There was a tug at her arm.

“Screaming,” Jay signed, his eyes wide.

“From inside?”

He nodded. “Woman. I think.”

Whether they were military or not, screaming wasn’t good. The man came out of the bungalow ninety seconds after he’d entered. In his hands was a metal poker.

She nodded to Jay, then pointed at a low wall, upslope and to the left. It was a hundred metres from the house, but should offer them a view of the fire. They reached it in time to see the man prodding at a fire of pallets, pre-cut timber, and split logs. The fire had been set to the left of the driveway on a patch of grass with a view of a road and what should have been a most beautiful panorama of the British countryside.

“He said,
you’re going to tell us
,” Jay signed.

Tuck looked back at the bungalow, then at the vehicles, trying to spot the person to whom the man was talking. Was it the woman in the house? The man stabbed the poker into the fire, leaving it there to heat, and walked towards an oak. The top had been trimmed into a dome, and around its trunk… her heart froze. There was another man, his legs splayed, his back to the tree, his hands tied behind it.

The first man pulled a knife from his belt as he walked towards the tied figure.

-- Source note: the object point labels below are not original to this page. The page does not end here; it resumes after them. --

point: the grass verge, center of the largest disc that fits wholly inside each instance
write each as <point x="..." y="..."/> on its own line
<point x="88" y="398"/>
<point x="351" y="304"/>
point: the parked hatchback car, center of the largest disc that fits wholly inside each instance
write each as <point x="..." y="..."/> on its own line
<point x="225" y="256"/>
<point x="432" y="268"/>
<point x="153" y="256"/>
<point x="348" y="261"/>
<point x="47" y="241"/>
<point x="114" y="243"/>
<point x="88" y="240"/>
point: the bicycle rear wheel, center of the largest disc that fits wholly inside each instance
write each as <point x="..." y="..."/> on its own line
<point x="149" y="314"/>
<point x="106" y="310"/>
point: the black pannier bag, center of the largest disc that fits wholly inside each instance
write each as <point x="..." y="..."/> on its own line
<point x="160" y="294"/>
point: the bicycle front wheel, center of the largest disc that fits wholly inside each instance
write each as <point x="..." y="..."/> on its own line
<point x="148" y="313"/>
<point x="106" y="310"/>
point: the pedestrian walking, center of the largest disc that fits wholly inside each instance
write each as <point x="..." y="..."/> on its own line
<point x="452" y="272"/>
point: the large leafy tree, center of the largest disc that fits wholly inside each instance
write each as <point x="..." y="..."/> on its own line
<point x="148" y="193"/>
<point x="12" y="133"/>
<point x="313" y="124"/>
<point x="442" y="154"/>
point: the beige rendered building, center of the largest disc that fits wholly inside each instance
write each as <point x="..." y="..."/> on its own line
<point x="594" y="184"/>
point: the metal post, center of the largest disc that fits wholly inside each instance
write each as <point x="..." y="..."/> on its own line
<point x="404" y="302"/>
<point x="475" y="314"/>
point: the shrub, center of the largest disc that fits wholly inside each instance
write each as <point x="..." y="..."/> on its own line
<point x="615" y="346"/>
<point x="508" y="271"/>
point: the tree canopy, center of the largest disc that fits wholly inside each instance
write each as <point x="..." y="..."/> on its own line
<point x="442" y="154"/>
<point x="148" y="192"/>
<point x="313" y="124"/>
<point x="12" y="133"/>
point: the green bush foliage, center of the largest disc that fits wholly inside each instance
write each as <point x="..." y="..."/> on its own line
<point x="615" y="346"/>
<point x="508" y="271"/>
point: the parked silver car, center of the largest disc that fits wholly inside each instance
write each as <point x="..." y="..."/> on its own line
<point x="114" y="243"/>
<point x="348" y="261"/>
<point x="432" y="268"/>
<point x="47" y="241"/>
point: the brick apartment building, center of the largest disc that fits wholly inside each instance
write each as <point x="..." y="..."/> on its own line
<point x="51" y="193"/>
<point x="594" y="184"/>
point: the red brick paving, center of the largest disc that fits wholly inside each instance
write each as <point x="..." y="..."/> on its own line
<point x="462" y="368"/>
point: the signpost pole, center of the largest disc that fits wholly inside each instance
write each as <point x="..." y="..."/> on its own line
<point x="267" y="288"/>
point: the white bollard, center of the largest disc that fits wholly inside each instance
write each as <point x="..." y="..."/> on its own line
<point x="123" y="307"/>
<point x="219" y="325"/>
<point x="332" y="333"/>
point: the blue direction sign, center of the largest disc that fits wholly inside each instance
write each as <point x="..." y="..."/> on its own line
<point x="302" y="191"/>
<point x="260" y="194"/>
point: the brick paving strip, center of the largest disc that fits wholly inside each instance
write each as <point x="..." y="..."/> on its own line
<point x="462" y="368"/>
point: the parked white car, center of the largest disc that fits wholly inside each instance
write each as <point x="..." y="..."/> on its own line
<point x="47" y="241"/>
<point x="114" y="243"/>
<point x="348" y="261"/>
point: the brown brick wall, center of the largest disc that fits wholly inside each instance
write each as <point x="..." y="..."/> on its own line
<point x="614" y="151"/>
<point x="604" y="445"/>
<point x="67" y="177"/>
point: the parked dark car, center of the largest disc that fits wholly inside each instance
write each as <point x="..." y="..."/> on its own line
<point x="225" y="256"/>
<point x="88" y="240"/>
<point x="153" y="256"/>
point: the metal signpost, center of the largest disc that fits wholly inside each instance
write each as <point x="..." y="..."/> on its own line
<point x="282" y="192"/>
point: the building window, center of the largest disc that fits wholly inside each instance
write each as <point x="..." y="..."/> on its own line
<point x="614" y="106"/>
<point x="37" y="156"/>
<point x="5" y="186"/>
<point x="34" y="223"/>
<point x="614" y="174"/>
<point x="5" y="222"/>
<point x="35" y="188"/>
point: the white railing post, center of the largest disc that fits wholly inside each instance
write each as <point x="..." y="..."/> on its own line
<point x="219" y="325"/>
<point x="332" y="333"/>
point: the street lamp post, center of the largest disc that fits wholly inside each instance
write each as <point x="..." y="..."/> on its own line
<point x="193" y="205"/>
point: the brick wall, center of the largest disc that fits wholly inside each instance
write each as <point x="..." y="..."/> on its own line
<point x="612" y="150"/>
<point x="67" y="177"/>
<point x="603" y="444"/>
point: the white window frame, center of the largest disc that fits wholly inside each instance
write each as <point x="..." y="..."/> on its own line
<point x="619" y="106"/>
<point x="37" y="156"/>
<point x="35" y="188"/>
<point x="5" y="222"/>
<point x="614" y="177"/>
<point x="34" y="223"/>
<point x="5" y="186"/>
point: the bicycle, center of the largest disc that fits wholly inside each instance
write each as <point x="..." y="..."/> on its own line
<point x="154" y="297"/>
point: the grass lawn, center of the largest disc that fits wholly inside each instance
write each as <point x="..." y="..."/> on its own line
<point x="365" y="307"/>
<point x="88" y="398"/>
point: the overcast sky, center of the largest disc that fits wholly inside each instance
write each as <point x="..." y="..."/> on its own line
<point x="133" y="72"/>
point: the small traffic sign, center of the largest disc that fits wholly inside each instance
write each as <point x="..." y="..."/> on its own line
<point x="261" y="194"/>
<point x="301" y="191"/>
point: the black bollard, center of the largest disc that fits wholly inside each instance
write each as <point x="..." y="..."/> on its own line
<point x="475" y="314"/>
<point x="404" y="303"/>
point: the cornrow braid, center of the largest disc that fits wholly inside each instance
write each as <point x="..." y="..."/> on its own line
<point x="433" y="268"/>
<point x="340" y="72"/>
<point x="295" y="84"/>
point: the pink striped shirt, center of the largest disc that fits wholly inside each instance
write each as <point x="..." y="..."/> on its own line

She clamped a hand over Jay’s mouth as she saw the uniformed man drag the blade diagonally across the tied man’s face.

Jay was wide-eyed, transfixed with shock. She removed her hand.

“Jay. What do you hear?” she signed.

“Voices. Laughter. That’s from inside.”

“Any words.”

He shook his head.

“How many people laughing?”

“Two. Men.”

“And that man?” She gestured towards the tree. The uniformed man was wiping the blade clean on the tied man’s jacket.

“Questions. He’s asking him where he came from. He’s asking where the others are.”

“And is he answering?”

“He didn’t even scream,” Jay signed. “Wait. He just said
can you see that? It’s coming for you
.”

Tuck couldn’t see the road, but she could guess what ‘it’ was. A zombie.

The man walked over to the lorry, opened the passenger door, and took out a crossbow. He walked around the truck, out of sight. A few moments later, he walked back towards the fire as he recocked the bow. He put the crossbow on the ground and pulled out the now red-hot brand.